Fannie Mae's Greener declined to comment on the issue, though the company has denied using its vast nonpublic information base about the home loans it buys to determine which mortgages or mortgage-backed securities to keep or sell. Critics have said use of such inside information is unfair to the broader market Fannie Mae resells to because the company obtains the information through its quasi-government status.
The OFHEO probe began last year following a similar investigation into accounting mistakes at McLean-based Freddie Mac, a scandal that led to the ouster of several top executives there, including two chief executives.
The accounting scandals are being used by Rep. Richard H. Baker (R-La.), chairman of the subcommittee that held the hearing, and the Bush administration to move forward on legislation that would increase oversight and curb the growth of Fannie Mae and Freddie Mac. Baker and others have tried for years to pass such legislation, only to find it defeated by the lobbying efforts of the two companies.
The companies' accounting scandals have bolstered the position of critics, such as Federal Reserve Board Chairman Alan Greenspan. He told the Senate Banking Committee yesterday that the companies' federal subsidies may not benefit homeowners and that the firms' large size and dominance of housing markets could pose a threat to the nation's financial system if they ever fell into trouble.
While there is a general consensus in Congress that Fannie Mae and Freddie Mac need a new, stronger regulator, Greenspan's testimony focused largely on the most controversial aspect of the debate: the size of the companies' portfolios of mortgage assets. Together, the mortgages and mortgage-backed securities that Fannie Mae and Freddie Mac own total $1.5 trillion, a more than tenfold increase in the past 15 years.
The Fed chairman called on Congress to sharply reduce the two companies' massive mortgage portfolios "while we can," saying that without a reduction, they will "inevitably" have major financial problems, causing a crisis in the economy.
Fannie Mae, Freddie Mac and housing industry advocates say the two companies' growing size has strengthened their financial health and improved their flexibility for providing a stable and affordable flow of cash to the home mortgage market -- their congressionally chartered mission.
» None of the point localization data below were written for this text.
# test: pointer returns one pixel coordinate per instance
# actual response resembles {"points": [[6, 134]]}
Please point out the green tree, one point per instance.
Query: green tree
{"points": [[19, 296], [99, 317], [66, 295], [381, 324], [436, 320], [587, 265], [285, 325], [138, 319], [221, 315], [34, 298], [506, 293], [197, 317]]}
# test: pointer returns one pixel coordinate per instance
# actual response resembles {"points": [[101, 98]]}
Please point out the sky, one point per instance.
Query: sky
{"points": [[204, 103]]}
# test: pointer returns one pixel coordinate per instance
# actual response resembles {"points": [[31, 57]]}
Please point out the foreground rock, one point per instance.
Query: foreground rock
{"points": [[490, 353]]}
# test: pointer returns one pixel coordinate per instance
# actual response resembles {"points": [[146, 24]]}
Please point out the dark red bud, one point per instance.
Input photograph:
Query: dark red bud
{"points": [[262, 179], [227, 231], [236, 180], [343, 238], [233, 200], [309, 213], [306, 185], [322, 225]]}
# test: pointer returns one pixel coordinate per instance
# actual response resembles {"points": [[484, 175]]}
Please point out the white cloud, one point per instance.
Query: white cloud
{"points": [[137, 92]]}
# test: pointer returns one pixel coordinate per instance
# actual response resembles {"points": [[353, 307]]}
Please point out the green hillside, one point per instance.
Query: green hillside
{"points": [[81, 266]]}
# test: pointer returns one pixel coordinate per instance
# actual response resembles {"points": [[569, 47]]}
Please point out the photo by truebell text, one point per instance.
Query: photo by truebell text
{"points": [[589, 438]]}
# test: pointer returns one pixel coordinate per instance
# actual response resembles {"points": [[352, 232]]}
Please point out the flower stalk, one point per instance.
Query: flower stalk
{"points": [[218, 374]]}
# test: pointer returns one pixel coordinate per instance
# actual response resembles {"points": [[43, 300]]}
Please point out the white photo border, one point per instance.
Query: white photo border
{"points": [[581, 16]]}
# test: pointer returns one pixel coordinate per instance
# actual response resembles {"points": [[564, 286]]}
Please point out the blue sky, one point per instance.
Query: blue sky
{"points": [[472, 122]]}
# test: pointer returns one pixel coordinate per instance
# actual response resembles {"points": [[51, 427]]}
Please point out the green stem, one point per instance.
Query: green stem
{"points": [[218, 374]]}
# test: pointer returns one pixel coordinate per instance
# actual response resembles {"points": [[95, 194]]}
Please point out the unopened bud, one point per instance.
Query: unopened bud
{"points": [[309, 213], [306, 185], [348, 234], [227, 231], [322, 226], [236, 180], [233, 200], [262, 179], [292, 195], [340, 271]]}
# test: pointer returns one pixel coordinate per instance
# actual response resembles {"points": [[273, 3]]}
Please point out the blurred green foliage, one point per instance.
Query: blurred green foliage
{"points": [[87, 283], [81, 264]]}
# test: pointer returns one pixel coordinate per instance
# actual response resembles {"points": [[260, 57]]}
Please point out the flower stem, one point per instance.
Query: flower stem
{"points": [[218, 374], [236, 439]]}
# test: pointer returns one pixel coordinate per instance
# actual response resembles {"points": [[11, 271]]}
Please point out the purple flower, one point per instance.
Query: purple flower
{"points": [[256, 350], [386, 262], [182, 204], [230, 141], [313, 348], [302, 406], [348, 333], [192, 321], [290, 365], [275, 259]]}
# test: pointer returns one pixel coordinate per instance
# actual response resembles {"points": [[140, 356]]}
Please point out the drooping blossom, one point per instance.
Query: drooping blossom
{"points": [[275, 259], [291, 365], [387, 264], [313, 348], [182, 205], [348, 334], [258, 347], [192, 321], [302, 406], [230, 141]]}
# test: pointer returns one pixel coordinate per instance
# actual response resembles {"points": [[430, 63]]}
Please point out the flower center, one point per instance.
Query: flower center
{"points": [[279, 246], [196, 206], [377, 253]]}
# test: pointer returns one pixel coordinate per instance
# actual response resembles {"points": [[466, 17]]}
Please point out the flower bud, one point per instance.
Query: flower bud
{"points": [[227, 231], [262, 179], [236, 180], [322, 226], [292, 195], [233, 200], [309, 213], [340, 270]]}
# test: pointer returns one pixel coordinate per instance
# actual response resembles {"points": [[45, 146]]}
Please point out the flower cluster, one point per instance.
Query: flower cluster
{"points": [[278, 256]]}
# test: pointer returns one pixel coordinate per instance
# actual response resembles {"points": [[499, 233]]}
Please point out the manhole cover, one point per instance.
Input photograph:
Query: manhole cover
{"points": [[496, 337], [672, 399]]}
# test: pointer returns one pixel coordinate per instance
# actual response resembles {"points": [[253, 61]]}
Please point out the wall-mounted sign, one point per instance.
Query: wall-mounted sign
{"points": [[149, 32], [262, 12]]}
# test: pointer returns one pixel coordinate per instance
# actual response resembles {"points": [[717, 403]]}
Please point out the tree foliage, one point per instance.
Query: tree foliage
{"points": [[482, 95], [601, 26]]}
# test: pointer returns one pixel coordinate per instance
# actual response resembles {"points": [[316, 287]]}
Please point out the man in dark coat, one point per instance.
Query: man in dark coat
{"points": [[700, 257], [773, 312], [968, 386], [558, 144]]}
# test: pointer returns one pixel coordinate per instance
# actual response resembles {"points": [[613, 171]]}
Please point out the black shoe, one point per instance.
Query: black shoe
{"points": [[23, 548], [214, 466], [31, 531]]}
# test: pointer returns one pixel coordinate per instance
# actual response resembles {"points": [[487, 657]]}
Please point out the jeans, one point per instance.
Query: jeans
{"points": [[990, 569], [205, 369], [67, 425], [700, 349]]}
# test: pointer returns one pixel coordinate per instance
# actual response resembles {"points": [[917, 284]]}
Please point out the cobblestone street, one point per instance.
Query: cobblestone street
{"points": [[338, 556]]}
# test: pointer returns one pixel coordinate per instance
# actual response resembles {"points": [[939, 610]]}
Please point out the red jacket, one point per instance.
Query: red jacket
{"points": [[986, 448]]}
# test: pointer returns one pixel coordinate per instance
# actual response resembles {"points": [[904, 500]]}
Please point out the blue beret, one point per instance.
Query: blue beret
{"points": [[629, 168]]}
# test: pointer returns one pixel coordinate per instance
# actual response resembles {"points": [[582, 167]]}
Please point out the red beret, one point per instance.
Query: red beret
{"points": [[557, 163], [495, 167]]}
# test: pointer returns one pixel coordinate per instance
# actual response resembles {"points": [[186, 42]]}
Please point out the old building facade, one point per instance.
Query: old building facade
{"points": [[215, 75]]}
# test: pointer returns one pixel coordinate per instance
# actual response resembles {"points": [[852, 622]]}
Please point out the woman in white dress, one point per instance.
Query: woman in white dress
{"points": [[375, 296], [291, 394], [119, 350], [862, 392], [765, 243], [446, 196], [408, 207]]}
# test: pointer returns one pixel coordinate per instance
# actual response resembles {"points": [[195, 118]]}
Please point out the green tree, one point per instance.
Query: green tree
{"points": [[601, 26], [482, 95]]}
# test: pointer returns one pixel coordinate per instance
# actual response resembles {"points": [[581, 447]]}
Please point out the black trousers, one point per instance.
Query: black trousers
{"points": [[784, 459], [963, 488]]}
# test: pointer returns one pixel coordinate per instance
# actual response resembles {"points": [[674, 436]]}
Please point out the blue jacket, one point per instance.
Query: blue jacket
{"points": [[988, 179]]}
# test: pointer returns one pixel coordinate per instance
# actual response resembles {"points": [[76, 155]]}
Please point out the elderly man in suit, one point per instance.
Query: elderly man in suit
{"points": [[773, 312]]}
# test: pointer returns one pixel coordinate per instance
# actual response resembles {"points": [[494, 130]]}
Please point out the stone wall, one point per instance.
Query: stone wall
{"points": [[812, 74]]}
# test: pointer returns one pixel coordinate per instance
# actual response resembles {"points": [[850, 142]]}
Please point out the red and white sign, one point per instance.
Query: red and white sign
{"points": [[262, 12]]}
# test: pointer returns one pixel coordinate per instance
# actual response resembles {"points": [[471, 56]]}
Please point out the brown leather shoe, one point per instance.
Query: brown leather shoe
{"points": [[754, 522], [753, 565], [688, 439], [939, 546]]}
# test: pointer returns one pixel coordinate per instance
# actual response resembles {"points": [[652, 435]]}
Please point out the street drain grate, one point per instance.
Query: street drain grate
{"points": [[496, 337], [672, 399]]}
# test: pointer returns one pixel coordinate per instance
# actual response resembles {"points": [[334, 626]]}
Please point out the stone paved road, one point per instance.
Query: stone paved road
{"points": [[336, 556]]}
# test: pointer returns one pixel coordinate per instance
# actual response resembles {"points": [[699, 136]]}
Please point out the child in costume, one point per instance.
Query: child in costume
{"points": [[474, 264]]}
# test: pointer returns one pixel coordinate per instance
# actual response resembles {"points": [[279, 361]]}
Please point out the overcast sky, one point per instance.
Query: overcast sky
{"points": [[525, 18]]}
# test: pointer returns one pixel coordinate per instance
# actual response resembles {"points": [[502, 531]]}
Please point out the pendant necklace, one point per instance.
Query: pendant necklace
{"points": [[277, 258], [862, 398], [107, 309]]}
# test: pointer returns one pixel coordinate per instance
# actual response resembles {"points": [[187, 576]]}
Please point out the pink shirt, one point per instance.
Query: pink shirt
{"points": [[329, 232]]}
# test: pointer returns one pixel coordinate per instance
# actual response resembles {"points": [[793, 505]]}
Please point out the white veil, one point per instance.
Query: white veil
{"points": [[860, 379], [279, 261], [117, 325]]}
But Greenspan said the only reason he could find for the vast increase in the companies' balance sheets is to allow Fannie Mae and Freddie Mac to make more money for their shareholders. The companies, , because of their implicit government backing -- what he repeatedly called a "subsidy" -- are able to borrow money at below-market rates and invest the money in market-rate investments. This "spread" between their borrowing costs and what they make on mortgage investments creates a "profit motive" that is at odds with their public mission to provide affordable mortgages and, further, concentrates mortgage investment market risks in two large companies, he said.
Baker's bill calls for giving a new regulator authority to restrict the size of either Fannie Mae or Freddie Mac if the size of the portfolio poses a safety and soundness risk, but it does not call for specific limits or decreases in their balance sheets.